Syariat Islam sangat memperhatikan terwujudnya kesejahteraan dan kemaslahatan umum. Oleh karena itu, prinsip ini harus menjadi acuan bagi pembangunan nasional dalam kehidupan berbangsa dan bernegara. Perwujudan kesejahteraan dan kemaslahatan umum mengakomodasi kepentingan semua pihak tanpa memandang keyakinan, golongan, atau warna kulit serta tidak bertentangan dengan syariat Islam (Qur’an, hadits, ijma’, dan qiyas). Maslahah ‘ammah adalah kemaslahatan yang bermuara pada prinsip keadilan, kemerdekaan, dan kesetaraan manusia di depan hukum.
Dalam kehidupan bermasyarakat, berbangsa, dan bernegara, peranan warga masyarakat, warga bangsa, dan lembaga keagamaan menjadi sangat menentukan dalam proses perumusan apa yang dimaksud dengan kemaslahatan umum. Dalam hal ini, prinsip syura sebagaimana ditegaskan dalam al-Qur’an: wa amruhum syura bainahum (urusan mereka dimusyawarahkan di antara mereka) menjadi sangat strategis.
Dalam kehidupan berbangsa dan bernegara yang latar belakang agama masyarakatnya berbeda-beda, umat Islam seharusnya mampu mengartikulasikan prinsip-prinsip kemaslahatan yang digariskan oleh ajaran agamanya dalam bahasa yang dapat diterima oleh masyarakat umum. Dengan demikian, prinsip-prinsip keagamaan yang pada mulanya dianggap bersifat terbatas bisa menjadi milik bersama dan milik masyarakat, bangsa, serta umat manusia.
Jika proses syura, di mana kemaslahatan umum ditentukan, harus melalui lembaga perwakilan, maka secara sungguh-sungguh harus diperhatikan persyaratan-persyaratan sebagai berikut:
- Orang-orang yang duduk di dalamnya benar-benar menghayati aspirasi kemaslahatan umum dari segenap rakyat yang diwakilinya, terutama lapisan dhu’afa’ dan mustadh’afin.
- Untuk mengkondisikan komitmen moral dan politik orang-orang yang duduk dalam lembaga perwakilan, perlu pola rekrutmen yang memastikan mereka datang dari rakyat dan ditunjuk oleh rakyat serta bekerja/bersuara untuk kepentingan rakyat.
- Secara struktural, lembaga perwakilan tempat persoalan bersama dimusyawarahkan dan diputuskan, harus benar-benar bebas dari pengaruh atau tekanan pihak manapun yang dapat mengganggu tegaknya prinsip kemaslahatan bagi rakyat banyak.
Kemaslahatan umum yang dituangkan dalam bentuk kebijakan atau undang-undang oleh lembaga perwakilan rakyat (majlis istisyari) merupakan acuan yang harus dipedomani oleh pemerintah sebagai pelaksana secara jujur dan konsekuen.

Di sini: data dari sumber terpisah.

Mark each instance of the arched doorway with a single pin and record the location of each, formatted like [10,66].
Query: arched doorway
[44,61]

Prinsip tasharuful imam, manutun bil maslahah harus dipahami sebagai prinsip keterikatan penguasa dalam setiap jenjang pemerintahan terhadap kemaslahatan yang telah disepakati bersama.
Tindakan penguasa terhadap rakyat harus terarah untuk mencapai kemaslahatan. Menurut Imam Syafi’i, posisi penguasa terhadap rakyat laksana kedudukan wali (pelindung) terhadap anak yatim.
Sementara itu, rakyat secara keseluruhan, dari mana kemaslahatan ditujukkan dan untuk siapa kemaslahatan harus diwujudkan, wajib memberikan dukungan positif sekaligus kontrol kritis secara berkelanjutan terhadap lembaga perwakilan sebagai perumus (legislatif), lembaga pemerintahan sebagai pelaksana (eksekutif), maupun lembaga peradilan sebagai penegak hukum (judikatif).
Dalam mewujudkan maslahah ‘ammah, harus diupayakan agar tidak menimbulkan kerugian orang lain atau sekurang-kurangnya memperkecil kerugian yang mungkin timbul, karena “upaya menghindari kerusakan harus diutamakan daripada upaya mendatangkan maslahah.”